“The universal design approach aspires to create spaces that are not just accessible or usable, but inclusive for everyone.” This is the opening line of a chapter on universal design and workplaces in the Handbook of High-Performance Workplaces.
Authors Imogen Howe and Andrew Martel remind us that disability can be temporary or permanent and at any stage of life. Complying with codes in workplace design is not that same as quality design or even adequate design. That means some people will experience barriers that prevent participation and make them feel unwelcome and second class.
Seven principles expanded
Howe and Martel turn to the seven principles of universal design and take them one step further. They should be applied to assistive technology, tools, organisational or operational decisions, as well as the physical space of the workplace. Integrating these elements into a universal design approach benefits all workers.
The authors explain how the principles of universal design have moved from the 1997 interpretation to a more contemporary one. The principles were formed primarily with the built environment in mind. Universal design thinking has evolved to embrace a broader concept of inclusion in all aspects of life.
Universal design should remain agile and flexible to respond to socio-cultural advancements. It was never meant to be one-size-fits-all as this is impossible. An inclusive society needs both mainstream and targeted individual solutions as well.

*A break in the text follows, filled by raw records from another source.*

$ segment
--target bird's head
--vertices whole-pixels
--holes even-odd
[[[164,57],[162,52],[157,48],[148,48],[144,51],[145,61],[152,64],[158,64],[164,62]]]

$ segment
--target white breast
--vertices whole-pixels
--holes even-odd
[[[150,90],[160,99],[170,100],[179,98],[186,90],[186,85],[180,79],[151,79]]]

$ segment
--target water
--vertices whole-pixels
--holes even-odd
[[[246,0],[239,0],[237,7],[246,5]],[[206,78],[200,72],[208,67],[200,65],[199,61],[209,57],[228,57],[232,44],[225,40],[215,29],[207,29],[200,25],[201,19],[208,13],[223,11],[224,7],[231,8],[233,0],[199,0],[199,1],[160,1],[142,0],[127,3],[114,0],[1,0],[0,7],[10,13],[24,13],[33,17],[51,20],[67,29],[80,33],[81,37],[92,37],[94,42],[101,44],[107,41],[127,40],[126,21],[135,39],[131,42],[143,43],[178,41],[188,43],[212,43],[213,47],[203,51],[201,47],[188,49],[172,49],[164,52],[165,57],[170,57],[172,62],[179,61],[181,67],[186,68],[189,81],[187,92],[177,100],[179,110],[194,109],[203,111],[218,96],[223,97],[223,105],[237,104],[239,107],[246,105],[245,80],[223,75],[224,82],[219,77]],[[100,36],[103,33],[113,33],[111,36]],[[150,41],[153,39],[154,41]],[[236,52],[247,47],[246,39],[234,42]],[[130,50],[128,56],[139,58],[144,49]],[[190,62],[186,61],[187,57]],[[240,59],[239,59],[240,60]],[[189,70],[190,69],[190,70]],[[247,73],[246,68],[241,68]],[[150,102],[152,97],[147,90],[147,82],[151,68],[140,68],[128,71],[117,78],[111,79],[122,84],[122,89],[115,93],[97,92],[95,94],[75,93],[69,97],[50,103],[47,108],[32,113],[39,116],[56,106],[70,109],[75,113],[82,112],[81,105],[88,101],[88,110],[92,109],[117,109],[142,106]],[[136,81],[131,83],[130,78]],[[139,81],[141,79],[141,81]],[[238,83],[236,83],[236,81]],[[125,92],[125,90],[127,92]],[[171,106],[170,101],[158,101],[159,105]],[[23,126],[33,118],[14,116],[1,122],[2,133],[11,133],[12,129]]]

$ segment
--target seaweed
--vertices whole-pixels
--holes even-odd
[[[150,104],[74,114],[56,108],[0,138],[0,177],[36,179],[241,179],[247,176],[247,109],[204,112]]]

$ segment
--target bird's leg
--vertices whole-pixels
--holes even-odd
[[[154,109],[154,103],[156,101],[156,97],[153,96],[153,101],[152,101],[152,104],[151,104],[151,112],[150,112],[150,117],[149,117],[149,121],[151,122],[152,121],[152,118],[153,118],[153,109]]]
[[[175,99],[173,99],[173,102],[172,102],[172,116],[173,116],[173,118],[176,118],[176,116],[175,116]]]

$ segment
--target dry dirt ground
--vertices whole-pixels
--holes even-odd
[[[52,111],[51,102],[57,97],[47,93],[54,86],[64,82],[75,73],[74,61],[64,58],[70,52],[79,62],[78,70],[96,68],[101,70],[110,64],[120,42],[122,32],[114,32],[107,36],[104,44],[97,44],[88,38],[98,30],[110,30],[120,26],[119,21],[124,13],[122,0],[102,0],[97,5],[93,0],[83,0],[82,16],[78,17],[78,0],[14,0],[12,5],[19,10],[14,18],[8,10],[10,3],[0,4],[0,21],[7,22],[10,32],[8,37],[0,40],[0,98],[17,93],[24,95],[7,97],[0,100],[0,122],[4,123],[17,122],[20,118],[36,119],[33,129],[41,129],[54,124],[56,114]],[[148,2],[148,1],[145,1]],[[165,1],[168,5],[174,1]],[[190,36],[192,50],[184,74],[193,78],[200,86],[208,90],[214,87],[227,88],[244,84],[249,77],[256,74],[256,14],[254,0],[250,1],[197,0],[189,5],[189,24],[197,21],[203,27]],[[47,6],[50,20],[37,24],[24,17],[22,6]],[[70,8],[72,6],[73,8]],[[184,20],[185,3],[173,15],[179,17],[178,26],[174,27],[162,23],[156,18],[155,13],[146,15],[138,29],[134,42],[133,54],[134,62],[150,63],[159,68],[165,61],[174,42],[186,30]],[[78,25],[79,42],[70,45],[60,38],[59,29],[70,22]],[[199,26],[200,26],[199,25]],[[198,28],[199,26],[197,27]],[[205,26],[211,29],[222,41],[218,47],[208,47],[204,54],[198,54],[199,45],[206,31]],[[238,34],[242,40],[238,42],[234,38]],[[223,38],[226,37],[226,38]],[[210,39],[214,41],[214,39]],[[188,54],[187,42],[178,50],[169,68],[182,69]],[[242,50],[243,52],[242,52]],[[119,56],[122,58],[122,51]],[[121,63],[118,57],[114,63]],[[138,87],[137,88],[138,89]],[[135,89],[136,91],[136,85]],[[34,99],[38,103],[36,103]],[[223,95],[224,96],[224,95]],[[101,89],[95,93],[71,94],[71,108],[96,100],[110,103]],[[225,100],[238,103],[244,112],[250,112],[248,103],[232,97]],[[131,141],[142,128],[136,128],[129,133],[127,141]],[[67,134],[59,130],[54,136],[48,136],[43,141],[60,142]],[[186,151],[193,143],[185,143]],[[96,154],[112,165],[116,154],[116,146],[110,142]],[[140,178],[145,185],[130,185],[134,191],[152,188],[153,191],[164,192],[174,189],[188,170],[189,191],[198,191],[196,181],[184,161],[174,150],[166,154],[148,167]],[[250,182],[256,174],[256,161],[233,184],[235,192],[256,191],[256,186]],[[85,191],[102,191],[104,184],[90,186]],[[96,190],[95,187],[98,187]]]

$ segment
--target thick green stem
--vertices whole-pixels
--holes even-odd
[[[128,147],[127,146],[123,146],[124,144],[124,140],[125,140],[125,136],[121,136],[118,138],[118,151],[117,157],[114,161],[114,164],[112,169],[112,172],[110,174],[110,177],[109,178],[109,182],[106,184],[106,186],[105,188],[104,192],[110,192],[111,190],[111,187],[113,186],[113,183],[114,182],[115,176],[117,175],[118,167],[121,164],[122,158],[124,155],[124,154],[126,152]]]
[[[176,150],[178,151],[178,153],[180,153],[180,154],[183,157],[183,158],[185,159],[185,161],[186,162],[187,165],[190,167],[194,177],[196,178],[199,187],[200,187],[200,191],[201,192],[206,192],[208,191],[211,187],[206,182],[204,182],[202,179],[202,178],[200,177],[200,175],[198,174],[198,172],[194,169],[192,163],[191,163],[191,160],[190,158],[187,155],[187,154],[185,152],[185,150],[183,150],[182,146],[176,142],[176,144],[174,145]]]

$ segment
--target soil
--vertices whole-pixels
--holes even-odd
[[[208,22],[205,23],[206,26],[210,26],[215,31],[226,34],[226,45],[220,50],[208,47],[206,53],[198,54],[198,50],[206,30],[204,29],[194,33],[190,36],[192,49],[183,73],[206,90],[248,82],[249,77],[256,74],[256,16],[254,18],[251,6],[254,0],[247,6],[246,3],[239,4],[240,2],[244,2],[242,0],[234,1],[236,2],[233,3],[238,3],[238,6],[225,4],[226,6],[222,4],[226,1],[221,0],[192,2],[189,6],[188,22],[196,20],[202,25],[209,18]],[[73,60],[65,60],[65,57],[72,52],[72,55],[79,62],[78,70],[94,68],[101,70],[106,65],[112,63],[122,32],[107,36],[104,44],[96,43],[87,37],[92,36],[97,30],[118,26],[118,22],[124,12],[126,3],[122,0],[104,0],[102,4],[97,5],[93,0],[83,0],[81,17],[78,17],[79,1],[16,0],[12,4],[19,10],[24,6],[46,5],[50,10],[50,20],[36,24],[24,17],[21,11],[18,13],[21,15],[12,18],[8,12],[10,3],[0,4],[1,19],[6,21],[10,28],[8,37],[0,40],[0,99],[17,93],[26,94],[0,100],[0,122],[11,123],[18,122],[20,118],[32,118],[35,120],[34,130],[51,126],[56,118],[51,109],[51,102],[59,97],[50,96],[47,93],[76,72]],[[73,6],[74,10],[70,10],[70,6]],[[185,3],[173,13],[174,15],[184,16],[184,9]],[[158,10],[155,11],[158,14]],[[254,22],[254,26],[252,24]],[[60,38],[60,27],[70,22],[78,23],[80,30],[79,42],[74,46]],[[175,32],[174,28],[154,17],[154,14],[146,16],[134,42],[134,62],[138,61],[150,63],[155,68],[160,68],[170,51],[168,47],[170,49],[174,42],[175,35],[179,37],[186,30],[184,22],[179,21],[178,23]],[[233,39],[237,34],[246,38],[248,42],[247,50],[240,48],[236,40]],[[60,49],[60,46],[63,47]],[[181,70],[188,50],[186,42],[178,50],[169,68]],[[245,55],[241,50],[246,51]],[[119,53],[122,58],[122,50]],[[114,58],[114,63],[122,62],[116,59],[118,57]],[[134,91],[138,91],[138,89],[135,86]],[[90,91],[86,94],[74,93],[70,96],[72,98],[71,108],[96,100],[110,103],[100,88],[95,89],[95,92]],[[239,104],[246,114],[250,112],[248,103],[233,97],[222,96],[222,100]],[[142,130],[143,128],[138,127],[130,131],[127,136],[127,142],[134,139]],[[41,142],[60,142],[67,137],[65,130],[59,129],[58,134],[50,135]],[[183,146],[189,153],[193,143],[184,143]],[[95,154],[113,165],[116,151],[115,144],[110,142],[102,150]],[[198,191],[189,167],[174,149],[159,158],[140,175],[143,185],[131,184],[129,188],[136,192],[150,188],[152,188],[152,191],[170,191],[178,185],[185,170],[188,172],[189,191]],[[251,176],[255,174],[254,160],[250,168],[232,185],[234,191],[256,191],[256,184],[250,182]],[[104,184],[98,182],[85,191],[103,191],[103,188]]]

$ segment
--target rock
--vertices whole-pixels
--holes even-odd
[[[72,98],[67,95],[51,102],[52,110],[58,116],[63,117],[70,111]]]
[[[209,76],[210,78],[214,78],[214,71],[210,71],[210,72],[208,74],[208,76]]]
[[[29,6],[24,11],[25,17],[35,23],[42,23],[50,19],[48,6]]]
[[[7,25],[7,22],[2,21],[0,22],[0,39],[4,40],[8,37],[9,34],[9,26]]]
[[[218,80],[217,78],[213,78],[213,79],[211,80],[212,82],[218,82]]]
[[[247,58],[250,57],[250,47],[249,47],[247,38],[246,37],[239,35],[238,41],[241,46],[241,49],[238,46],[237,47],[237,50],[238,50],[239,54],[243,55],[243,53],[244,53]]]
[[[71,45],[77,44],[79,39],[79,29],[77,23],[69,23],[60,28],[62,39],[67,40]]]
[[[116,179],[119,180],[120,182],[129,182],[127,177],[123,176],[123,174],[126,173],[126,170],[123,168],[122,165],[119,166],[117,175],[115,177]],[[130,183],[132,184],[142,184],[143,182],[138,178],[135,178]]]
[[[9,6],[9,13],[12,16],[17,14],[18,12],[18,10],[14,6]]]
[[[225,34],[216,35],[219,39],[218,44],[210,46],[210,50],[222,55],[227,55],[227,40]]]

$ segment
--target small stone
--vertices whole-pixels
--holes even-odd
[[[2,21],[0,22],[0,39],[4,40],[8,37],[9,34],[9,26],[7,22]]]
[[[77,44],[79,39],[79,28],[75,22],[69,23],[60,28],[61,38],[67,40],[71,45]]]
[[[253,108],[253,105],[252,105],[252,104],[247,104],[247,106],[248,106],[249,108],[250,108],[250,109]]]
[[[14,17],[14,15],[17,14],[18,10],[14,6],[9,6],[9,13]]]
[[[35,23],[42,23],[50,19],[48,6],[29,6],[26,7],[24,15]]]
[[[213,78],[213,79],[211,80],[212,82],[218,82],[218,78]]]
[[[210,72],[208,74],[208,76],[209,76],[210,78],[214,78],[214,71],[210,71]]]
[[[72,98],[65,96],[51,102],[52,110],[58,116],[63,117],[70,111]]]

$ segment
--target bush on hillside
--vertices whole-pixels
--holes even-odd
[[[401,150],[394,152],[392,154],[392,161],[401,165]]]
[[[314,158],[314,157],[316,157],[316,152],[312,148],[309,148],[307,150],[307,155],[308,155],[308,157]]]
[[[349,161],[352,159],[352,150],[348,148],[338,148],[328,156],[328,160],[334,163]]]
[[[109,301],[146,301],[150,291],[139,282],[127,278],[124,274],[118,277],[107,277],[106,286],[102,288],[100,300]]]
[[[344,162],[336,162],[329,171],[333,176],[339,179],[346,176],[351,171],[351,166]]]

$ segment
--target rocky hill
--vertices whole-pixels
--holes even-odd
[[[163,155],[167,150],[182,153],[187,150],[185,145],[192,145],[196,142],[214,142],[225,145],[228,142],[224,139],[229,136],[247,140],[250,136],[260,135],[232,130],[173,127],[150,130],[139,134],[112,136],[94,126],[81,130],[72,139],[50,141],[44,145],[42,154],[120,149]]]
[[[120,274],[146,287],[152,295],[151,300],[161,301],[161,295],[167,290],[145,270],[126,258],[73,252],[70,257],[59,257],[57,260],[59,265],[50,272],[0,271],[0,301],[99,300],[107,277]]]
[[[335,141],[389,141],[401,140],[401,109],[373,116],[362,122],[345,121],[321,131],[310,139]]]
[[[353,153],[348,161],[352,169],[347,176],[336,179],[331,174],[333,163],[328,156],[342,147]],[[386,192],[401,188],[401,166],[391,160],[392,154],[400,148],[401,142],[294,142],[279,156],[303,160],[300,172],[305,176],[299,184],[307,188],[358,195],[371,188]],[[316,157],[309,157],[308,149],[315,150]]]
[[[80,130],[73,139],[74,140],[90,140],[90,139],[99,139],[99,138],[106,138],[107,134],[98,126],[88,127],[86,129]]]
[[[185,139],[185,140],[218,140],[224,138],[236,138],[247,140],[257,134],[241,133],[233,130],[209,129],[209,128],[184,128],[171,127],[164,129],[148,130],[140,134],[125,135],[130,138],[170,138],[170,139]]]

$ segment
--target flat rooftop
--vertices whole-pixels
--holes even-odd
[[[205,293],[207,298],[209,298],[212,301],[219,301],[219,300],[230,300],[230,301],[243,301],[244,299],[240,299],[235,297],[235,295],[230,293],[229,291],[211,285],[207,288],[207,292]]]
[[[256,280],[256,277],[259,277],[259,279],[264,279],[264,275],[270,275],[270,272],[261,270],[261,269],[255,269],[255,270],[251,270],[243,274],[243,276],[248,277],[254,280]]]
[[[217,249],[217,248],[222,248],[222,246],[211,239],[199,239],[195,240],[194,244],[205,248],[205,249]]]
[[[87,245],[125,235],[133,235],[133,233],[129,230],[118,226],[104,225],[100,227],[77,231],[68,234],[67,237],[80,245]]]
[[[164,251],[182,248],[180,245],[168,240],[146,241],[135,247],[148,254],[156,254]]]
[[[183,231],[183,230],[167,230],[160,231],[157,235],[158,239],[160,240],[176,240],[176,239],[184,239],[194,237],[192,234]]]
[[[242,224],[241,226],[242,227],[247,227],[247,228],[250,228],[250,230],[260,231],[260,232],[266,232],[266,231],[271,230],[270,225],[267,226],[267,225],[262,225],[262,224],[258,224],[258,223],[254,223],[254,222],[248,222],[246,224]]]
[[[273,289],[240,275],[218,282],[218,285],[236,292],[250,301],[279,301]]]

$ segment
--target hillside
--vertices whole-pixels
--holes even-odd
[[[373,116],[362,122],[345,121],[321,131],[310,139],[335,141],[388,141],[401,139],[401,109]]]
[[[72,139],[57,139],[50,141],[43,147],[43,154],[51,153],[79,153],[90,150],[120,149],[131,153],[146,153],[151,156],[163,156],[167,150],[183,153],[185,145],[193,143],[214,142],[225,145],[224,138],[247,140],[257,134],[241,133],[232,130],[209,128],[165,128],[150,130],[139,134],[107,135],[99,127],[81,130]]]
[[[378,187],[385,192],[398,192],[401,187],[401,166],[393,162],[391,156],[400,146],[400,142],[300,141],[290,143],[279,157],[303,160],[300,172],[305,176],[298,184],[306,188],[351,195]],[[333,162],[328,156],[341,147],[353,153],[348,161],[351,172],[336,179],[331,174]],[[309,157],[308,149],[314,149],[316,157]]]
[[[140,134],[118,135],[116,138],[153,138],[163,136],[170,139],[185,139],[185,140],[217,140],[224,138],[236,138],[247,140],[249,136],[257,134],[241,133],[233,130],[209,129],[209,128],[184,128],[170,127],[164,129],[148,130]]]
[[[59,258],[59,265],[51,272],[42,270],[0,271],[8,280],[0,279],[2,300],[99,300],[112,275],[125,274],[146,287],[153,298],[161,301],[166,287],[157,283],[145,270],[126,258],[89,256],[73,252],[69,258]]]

A checklist is included at the end of the chapter where each of the principles is applied to workplace situations. This is one of the difficulties of explaining universal design. On one hand it isn’t about a checklist – it’s a thinking process. But designers need something to guide them. In co-design processes with end users, checklists often become redundant. However, checklists are a good place to start for people new to the concept of designing inclusively.